Concussion in sport: Richard Dunwoody links memory loss to '700 falls'
- Published
Former champion jump jockey Richard Dunwoody says the memory loss he suffers could be a result of falling "hundreds of times" in his career.
Dunwoody, 52, is among the first volunteers for a research project examining the long-term effects of concussion on competitors in sports.
"I lose my track and lose my memory," he told BBC Radio 5 live.
"I don't know whether it's old age or whether it's a result of concussions. I had about 700 falls."
Belfast-born Dunwoody, who won the champion jockey title three times in a 17-year career ended in 1999 by a neck injury, added: "Of those falls, I was reasonably concussed seven or eight times.

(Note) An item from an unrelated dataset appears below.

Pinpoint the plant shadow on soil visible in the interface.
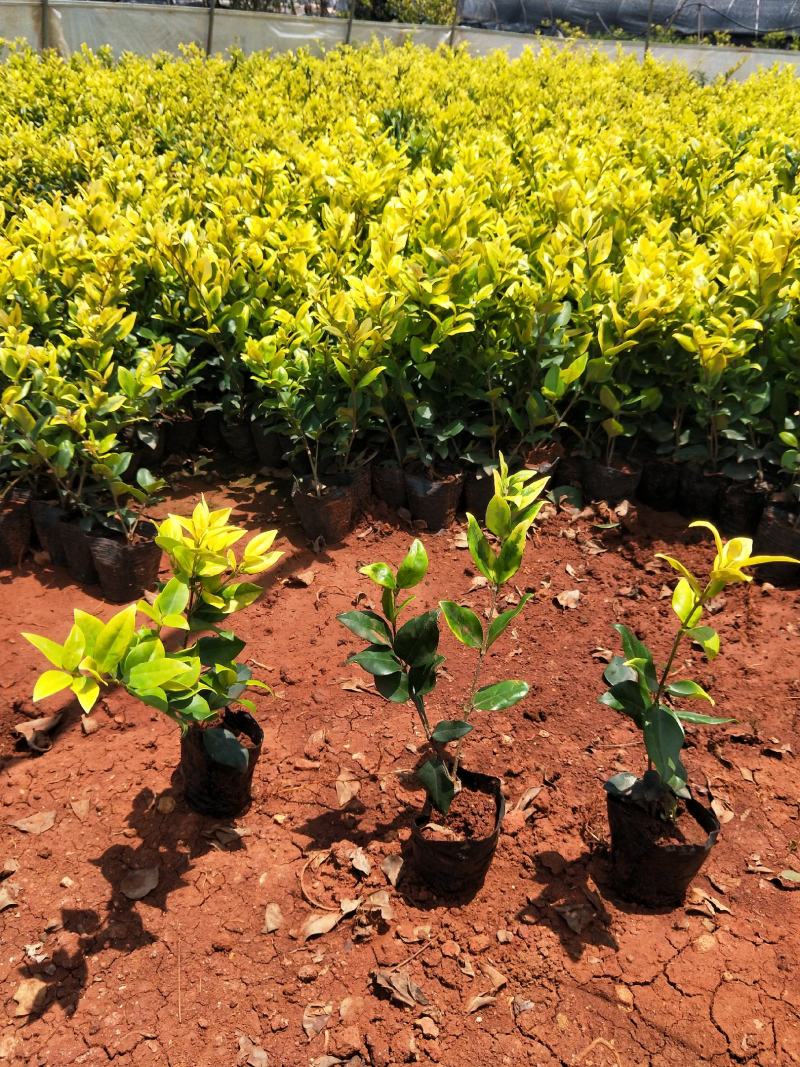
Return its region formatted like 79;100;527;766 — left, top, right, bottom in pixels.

"I either woke up in the ambulance room, on the racecourse, in a sauna or somewhere else, and had quite bad memory loss.
"My father was a jockey. He fractured his skull and had Alzheimer's towards the end of his life.
"He did live to 91 so it might have been just old age, but the more we can find out from this study the better.
"Are we as jockeys more susceptible to neuro-degenerative diseases or not?"
The study, Concussion in Sport, wants to establish whether retired sportsmen and sportswomen have an increased incidence, or suffer an earlier onset, of neuro-degenerative disorders.
The British Horseracing Authority, which has welcomed the research project, is already reviewing its own practices around concussion.
Funding and support for the study, which will then extend to all sports in which concussion is a recognised risk, has come from a range of sources, including the Injured Jockeys' Fund, racehorse owners Godolphin, American football's NFL.